Taking time to plan your week helps to ensure you are managing your priorities. When you plan your week ahead of time you set yourself up for success. Plain and simple.
How do you fit everything into your schedule to make your priorities happen? You budget it. What are you overspending your time on? What are you underspending your time on?
The fact is, your success relies on your commitment to plan. Planning allows you to feel more organized and prepared instead of feeling like life is happening to you. When you regain agency over your time it helps you to feel accomplished, focused and productive.
The best news, we all have the same amount of time in our proverbial bank accounts.
I haven’t always been the best planner. I always felt that planning was a form of restriction or constraint. The truth is, planning allows me to feel free and in charge. I work 2 part time jobs, help to care for my father and have 2 successful businesses. Planning allows me to have time for all of those responsibilities yet I still have freedom to hang out with my husband, family, friends and even schedule alone time (my way to refuel).
So how do you plan your week effectively? I have a 10 step process that has helped me to become a planner and stay committed.
Step 1: Set a Time to Plan
The first rule of thumb in planning your week is making time to plan. Block out a chunk of time when you know you will be free from interruptions. This may seem obvious but the plan doesn’t work if you don’t make time for it.
Step 2: Schedule Your Non-Negotiables 1st
Non-Negotiables are like your utility bills, rent or mortgage. Planning your week can’t be done without them. For example, your work schedule, doctor’s appointments and any other important commitments that are non-negotiable. Once you have all of these written down you can now see what time you have left to “budget” with.
Take note:
Non-negotiables are not social commitments you feel you must do. Lunch with a friend is important but it is negotiable. Don’t fret, there is plenty of opportunity to still do things that bring you joy. Trust the process.
Step 3: Brain Dump
Next, you are going to grab a good ole’ fashion sheet of paper and start writing every task that is on your mind. Getting everything down on paper helps to free your mind of all of the little thoughts that clog up your ability to think in and be in the present.

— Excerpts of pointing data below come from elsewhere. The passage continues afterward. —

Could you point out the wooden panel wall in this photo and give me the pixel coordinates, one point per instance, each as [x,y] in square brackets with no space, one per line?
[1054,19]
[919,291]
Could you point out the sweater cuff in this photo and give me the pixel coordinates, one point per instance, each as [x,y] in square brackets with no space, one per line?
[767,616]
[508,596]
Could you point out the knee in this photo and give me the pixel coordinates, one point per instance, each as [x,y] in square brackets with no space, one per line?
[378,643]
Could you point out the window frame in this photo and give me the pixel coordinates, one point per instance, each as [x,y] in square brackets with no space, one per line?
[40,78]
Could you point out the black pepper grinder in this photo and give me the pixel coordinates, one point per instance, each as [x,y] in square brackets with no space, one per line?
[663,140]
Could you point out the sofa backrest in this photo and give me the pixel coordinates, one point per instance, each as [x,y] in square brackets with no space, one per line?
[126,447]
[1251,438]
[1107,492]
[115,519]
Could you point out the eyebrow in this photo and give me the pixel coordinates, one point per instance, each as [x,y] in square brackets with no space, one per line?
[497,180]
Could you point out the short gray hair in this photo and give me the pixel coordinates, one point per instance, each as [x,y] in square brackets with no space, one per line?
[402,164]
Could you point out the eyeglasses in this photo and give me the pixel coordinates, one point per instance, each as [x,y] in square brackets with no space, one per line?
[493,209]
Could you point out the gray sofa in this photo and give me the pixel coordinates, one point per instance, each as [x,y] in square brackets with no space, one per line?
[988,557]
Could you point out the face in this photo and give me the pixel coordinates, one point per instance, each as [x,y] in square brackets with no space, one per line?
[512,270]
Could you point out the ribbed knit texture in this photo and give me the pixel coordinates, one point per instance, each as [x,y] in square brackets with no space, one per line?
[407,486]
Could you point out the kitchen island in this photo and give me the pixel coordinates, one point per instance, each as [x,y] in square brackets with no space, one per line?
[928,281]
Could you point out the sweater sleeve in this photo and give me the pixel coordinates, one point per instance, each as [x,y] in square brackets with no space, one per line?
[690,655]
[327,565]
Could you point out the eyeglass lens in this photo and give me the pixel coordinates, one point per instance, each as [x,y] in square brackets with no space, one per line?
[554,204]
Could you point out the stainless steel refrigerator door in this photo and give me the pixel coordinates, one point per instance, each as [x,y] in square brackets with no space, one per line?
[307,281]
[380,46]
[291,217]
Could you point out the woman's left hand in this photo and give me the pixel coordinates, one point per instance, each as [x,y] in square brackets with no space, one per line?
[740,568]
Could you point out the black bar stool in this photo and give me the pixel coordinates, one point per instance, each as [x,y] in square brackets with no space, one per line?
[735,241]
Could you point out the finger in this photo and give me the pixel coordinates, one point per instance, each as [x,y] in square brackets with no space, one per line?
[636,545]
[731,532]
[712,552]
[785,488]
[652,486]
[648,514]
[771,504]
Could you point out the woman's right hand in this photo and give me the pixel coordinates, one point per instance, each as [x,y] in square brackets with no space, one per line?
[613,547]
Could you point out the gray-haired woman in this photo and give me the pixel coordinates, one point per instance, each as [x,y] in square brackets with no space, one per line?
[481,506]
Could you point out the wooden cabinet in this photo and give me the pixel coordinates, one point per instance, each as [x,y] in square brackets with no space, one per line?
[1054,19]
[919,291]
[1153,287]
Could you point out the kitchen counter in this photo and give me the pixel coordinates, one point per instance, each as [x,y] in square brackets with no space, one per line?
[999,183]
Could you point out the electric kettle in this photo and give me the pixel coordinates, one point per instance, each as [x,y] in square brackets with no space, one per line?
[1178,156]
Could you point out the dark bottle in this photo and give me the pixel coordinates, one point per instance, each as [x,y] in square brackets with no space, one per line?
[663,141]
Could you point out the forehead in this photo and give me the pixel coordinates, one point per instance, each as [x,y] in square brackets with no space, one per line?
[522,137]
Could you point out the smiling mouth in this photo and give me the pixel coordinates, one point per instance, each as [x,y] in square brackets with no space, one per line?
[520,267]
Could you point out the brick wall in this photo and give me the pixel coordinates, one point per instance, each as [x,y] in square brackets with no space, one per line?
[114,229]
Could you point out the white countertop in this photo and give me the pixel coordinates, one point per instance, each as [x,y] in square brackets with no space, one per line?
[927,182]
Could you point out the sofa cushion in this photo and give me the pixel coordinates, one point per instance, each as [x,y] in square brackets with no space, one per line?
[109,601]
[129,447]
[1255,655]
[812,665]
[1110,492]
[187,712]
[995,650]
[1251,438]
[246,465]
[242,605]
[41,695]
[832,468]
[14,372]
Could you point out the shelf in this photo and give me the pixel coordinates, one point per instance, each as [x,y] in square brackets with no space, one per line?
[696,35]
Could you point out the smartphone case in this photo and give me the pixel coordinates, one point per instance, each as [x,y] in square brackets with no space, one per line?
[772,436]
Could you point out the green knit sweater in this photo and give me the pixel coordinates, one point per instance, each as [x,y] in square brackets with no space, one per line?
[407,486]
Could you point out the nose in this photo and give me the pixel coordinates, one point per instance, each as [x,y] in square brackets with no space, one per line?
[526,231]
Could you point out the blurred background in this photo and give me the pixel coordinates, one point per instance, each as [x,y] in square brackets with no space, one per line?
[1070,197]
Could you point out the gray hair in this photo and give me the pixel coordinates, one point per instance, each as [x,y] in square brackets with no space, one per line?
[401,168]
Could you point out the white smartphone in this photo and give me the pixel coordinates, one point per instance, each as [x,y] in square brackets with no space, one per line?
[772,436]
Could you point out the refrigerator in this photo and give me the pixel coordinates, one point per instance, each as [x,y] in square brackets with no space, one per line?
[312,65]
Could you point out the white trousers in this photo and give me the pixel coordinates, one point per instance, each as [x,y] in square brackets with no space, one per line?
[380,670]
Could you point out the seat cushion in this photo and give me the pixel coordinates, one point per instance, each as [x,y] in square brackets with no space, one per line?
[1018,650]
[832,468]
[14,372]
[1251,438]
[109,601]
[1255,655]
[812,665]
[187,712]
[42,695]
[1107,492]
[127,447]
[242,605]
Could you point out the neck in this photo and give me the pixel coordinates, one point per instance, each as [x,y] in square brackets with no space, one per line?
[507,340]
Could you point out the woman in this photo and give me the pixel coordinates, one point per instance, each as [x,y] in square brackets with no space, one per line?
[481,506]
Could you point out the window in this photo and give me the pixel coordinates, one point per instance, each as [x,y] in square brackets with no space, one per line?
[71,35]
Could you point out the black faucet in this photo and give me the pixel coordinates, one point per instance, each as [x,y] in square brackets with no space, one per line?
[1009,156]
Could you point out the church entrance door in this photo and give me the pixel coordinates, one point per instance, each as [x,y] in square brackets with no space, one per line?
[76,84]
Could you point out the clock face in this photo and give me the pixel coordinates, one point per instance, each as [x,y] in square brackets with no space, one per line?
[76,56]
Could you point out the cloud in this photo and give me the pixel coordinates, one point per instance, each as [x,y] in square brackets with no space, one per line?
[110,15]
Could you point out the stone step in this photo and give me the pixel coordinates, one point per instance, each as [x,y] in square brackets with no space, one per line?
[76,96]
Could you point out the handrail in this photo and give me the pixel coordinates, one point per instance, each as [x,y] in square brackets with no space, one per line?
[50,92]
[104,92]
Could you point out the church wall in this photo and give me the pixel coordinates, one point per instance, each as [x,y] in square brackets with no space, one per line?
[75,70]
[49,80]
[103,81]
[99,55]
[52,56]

What day you do this depends on your week. I prefer to plan on Tuesdays because it works for my personal schedule. I write down everything I must do, need to do, should do and want to do.
Examples:
Must do: non-negotiables
Need to do: grocery shop, trip to the pharmacy, etc.
Should do: visit my mom, get my hair cut
Want to do: go for drinks with co-workers, date night
Take note:
A brain dump is not a to-do list. It is simply an outline to your week.
Take another note:
I like to color code or even create columns on a sheet of paper so that each category has its own designated space. Later this helps you to schedule in order of priority.
Step 4: Remove anything that is “Busy”
Want to feel more calm and in control going through your week? (Who doesn’t?!!)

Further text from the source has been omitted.